Have koborta b1700 glo plugs not working per wiring can I just put in a new switch. And run it to glow plugs not sure how to wire it


----------



## SidecarFlip (Mar 25, 2021)

That is an old girl. You can wire them separate but I'd still wire them through the dash mounted glo light. That glo light controls the amperage going to them. It's Kubota btw...lol


----------



## bobsbait5760 (9 mo ago)

Trying to figure it out there a light for glow plug then another lite for them neither light up not good on wiring there's sum wires that r unhookedtried test lite on them seem to be dead with switch on or off any way I could put doething on separate to control amps thanks robert


----------



## bobsbait5760 (9 mo ago)

Took test lite when I turn key back to the left have power to glow plugs think want to replace is there any good after market one there alot less money dealer wants 45 each think I saw sum ngk.for like 9 each but want to do it right but being retired money tight the golden years suck


----------



## Toolsteel (Aug 1, 2019)

That is exactly when you should have power to the glow plugs, when you have the switch turned to the left. Turn to left for few seconds to heat the glo plugs then crank it over.
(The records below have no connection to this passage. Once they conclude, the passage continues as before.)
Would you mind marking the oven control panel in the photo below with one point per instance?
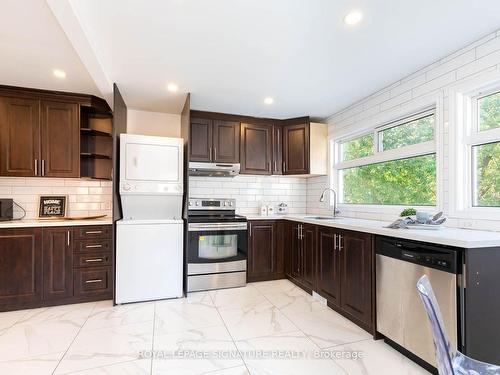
(211, 204)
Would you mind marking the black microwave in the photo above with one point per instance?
(6, 209)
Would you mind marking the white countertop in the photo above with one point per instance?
(53, 223)
(465, 238)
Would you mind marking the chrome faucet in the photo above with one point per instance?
(322, 199)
The amount of time will vary from tractor to tractor.


----------



## bobsbait5760 (9 mo ago)

My incisors light not working going to replace bulb maybe buy new but wanting to do glow plugs dealers want over 40 each is the after market decent or junk


----------



## muskoka bear (Jan 20, 2020)

bobsbait5760 said:


> Took test lite when I turn key back to the left have power to glow plugs think want to replace is there any good after market one there alot less money dealer wants 45 each think I saw sum ngk.for like 9 each but want to do it right but being retired money tight the golden years suck


the only thing golden in old age is your piss


----------



## Donnyg (2 mo ago)

I would remove the glo plugs and test them. Jump wire from positive post on a battery and hold the body of the plug against the negative post. WARNING!!! do not hold the glo end of the plug in your hand. if the plug is good it should be glowing red hot in 10 to 20 seconds. If not the plug is bad. Your choice what you buy. Aftermatket will work but may not last as long as oem.


----------